Systemic administration of relaxin has an effect on tissue extracellular matrix components, including collagen and hyaluronan. It can increase the concentration of hyaluronan by upregulating the expression of hyaluronic acid synthetase. Hyaluronan can interfere with the assembly of fibrillar extracellular matrix components, which can results in loosening of the dense collagen fiber network (19). Relaxin has also been shown to have antifibrotic action by downregulating fibroblast activity, increasing collagenase synthesis, and inhibiting transforming-growth-factor–stimulated collagen-1 lattice concentration in rat kidney (20). In addition, relaxin can up-regulate the expression and activities of matrix metalloproteinases (MMPs), a family of extracellular proteases that interfere with matrix remodeling by degrading extracellular matrix components (21). Furthermore, relaxin can downregulate tissue inhibitors of metalloproteinases (TIMPs) (21). Therefore, MMPs can be used to treat fibrotic disease by reducing collagen production and increasing the clearance of TIMPs. Those mechanisms have been explained by systemic administration of relaxin for the treatment of fibrotic diseases. However, local administration of relaxin for musculoskeletal disorders has not been reported yet. Our study is a precedent study on local injection of relaxin for the treatment of stiff ligaments, tendons, and fibrotic joint capsules. Further research is needed to identify the exact mechanisms and interactions between local relaxin hormones and relaxin receptors. Mechanisms of gender-specific responses to relaxin in many target tissues and the value of local administration of relaxin in musculoskeletal tissue remain unclear.

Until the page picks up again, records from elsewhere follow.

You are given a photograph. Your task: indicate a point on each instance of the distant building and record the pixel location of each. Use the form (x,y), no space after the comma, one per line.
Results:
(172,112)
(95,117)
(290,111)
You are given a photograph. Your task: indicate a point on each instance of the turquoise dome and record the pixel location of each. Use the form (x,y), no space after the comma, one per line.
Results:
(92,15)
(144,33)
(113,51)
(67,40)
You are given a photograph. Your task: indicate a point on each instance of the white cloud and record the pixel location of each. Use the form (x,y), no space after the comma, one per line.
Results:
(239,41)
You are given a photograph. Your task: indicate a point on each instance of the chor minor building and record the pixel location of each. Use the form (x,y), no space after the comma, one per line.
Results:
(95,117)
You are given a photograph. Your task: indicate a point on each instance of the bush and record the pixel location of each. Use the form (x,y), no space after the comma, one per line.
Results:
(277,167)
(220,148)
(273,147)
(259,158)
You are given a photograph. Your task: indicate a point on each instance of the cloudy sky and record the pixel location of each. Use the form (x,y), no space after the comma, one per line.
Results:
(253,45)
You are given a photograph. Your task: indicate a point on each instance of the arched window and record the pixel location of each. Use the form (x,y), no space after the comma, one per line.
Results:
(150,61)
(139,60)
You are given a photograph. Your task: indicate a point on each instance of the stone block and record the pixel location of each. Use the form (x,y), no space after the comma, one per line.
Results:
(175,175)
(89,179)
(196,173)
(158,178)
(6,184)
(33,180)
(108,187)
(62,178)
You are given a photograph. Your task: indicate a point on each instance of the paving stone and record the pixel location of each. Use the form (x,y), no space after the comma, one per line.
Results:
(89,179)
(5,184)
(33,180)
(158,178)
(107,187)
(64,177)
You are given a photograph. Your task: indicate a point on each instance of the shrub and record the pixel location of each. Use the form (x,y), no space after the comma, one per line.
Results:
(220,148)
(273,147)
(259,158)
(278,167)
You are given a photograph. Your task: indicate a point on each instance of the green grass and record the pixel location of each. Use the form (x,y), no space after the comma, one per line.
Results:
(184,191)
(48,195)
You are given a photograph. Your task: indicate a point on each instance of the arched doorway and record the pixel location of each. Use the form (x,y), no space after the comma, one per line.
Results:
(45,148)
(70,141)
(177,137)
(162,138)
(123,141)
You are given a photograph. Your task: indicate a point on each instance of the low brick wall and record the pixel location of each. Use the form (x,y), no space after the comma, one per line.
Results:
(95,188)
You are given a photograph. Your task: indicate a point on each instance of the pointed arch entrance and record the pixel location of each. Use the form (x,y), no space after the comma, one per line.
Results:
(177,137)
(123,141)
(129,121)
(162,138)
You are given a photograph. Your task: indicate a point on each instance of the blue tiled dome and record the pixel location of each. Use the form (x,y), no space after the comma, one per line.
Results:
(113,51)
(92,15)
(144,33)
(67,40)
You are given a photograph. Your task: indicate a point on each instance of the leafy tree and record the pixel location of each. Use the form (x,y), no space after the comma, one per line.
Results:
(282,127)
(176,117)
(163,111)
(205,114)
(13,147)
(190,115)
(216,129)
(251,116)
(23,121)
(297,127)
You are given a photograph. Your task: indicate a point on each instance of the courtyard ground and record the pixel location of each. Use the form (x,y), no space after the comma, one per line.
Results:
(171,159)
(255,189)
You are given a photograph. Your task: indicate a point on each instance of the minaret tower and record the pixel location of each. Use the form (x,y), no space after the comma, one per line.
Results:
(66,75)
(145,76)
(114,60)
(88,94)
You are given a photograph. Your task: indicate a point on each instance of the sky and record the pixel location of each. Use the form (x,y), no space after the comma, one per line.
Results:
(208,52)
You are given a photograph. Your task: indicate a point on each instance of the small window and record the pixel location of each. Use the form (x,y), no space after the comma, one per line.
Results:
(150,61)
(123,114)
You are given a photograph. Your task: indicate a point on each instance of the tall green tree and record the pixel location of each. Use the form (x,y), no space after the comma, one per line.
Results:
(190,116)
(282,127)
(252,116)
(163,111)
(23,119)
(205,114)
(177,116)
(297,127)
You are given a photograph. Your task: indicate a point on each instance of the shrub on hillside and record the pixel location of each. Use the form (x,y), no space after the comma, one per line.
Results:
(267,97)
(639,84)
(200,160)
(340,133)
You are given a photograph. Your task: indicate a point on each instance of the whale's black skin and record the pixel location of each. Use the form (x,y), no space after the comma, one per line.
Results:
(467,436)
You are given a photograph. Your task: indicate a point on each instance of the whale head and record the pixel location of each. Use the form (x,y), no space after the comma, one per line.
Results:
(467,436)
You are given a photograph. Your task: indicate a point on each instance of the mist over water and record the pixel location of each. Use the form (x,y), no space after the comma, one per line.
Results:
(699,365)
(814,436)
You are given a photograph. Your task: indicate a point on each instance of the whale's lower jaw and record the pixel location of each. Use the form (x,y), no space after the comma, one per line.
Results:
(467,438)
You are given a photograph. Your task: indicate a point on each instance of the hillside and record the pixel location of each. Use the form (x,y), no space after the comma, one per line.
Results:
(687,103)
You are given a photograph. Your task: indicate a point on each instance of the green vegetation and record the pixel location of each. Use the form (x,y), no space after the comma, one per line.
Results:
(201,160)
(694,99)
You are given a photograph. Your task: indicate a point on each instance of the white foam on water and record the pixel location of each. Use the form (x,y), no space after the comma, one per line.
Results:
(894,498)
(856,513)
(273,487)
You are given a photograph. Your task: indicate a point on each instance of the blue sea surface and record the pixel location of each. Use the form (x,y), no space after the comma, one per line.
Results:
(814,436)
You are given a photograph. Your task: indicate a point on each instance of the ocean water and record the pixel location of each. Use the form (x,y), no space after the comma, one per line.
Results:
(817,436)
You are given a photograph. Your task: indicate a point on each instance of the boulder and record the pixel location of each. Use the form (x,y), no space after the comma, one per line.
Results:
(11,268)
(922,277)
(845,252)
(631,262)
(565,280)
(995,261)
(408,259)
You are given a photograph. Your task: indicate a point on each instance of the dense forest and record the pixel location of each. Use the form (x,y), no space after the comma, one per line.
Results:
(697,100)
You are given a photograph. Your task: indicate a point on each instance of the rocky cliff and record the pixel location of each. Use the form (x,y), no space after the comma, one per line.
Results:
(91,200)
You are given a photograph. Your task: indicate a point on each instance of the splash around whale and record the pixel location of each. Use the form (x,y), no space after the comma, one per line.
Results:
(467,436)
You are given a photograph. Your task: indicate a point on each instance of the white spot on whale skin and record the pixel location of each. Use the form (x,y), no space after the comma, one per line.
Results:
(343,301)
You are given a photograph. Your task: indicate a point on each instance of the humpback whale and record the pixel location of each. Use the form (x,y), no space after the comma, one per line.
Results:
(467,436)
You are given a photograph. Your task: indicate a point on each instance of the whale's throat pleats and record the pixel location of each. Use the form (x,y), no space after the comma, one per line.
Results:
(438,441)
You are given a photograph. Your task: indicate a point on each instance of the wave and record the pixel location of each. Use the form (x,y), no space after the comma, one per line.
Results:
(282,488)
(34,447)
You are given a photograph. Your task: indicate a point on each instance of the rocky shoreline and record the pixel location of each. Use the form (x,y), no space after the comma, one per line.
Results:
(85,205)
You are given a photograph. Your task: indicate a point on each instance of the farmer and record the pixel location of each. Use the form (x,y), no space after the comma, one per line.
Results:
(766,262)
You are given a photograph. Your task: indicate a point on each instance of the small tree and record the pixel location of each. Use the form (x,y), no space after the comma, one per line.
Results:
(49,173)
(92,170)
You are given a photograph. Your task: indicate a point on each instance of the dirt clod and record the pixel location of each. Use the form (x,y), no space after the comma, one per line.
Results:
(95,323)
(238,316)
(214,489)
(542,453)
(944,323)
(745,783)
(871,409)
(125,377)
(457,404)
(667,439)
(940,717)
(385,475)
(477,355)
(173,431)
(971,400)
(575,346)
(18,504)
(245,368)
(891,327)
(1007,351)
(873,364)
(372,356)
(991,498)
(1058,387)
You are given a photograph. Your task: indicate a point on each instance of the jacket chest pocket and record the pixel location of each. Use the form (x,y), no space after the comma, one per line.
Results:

In conclusion, we demonstrated that relaxin receptors RXFP1 and RXFP2 were present in rat musculoskeletal tissues such as ligaments, tendons, and shoulder joint capsules. Studies of relaxin receptors in animal musculoskeletal tissues may provide valuable information for studies on human subjects. In order to understand whether local administration of relaxin is effective and safe treatment for entrapment neuropathies, tendon stiffness, and adhesive capsulitis in humans, animal studies should be preceded. After that, the correct dosage and potential adverse effects of local relaxin injections should be determined before it can be administered to patients in a clinical setting.